L-3 and L-4 Amplification of DNA and RNA sequences, and Sanger sequenceing Flashcards
what are the advantages of polymerase chain reaction
sensitive, fast, and safe (non radioactive), multiple copies, and has several applications
what are the disadvantages of polymerase chain reaction
contamination, finicky for long DNA segments, may introduce mutations
what are the three main steps involved in PCR
Denaturation at 95C, annealing of primers (50-70C), synthesis of new DNA at 70C
what are the components of PCR
dsDNA template, two (ss oligos) primers, thermostable DNA polymerases, dNTPs, Mg2+ and buffer
things to remember when designing primers
sequences should always correspond to the 5’ end of sequences of each strand of template DNA and always written 5’ to 3’
What factors may impact the Tm
GC content, secondary structure, primer dimers, and primers should have a Tm of +/- 5C
Considerations when adding sequences in template DNA
seq always added to 5’ end of primers, added seq will not anneal in first cycle, after multiple rounds the majority will have additional sequences
What does site directed mutagenesis involve
used to alter specific sequences; PCR reactions in which primers are designed to have complementary sequences flanking the regions but have different bases at mutation sites.

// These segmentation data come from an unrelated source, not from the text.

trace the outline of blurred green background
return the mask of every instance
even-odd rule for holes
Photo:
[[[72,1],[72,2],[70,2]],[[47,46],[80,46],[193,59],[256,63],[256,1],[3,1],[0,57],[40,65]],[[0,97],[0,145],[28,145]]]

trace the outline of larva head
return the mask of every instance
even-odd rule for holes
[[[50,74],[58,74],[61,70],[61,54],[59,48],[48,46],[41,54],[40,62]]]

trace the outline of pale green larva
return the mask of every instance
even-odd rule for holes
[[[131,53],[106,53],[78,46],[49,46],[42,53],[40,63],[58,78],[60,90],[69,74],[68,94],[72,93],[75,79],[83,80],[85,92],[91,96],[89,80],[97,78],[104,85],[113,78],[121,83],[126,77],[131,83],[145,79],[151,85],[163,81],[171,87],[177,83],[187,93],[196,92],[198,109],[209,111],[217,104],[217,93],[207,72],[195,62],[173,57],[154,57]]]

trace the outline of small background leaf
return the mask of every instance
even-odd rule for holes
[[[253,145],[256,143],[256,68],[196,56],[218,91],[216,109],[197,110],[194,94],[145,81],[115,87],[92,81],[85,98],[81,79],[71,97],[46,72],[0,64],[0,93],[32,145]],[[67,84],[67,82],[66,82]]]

How are non-mutants removed following PCR
digestion with DpnI (specific for methylated DNA); synthetic DNA does not posses methylation and is not targeted/detected
how is RNA amplified?
cannot be directly cloned; a cDNA molecule must be made with reverse transcriptase followed by conventional PCR; RQs a single primer
Important caveat with RNA amplification
cannot gain information about non-coding regions
what are required components for DNA vectors
sequences that allow replication in host, Selectable markers, and (optional) multiple cloning sites
What sequences are recognized by REs
specific short palindromic DNA sequences
which bond is cleaved by REs
the 3’OH
why is the restriction modification system important
REs are paired with methylases in vivo so that the host organism does not cut up its own DNA
Describe the process of cloning by ligation
RE generate compatible ends, phosphodiester bonds are forms by ligases, (competent) bacteria is transformed, cells are cultured and selected; RQ atp
Describe the process of cloning by recombination
sites are added the same as RE sites; occurs between two homologous regions of DNA molecules, different sequences at two ends of insert control direction
Advantages and disadvantages of cloning by recombination
only recombinase is needed for the reaction however the sequences must be able to be recognized by recombinase
Describe Gibson Cloning
exonucleases are used in creating overhangs and fragments are designed to have 20-40 bp end sequences that match the sequences of other fragments and vector; can be use to assemble large genomes
the three steps involved in gibson cloning
exonucleases create the 5’ or 3’ overhang, dna polymerase fills in gaps, dna ligase joins the fragments
what is a genomic library
a library that contains clones of all DNA
what is a cDNA library
a set of clones that represent mRNAs in a given cell type
Advantages of using a cDNA library
the libraries are different based on a given tissue type; it is possible to identify and study genes in a biological context; one can compare the same genes depending on the tissue type
Describe sanger sequencing (chain terminated dideoxy sequencing)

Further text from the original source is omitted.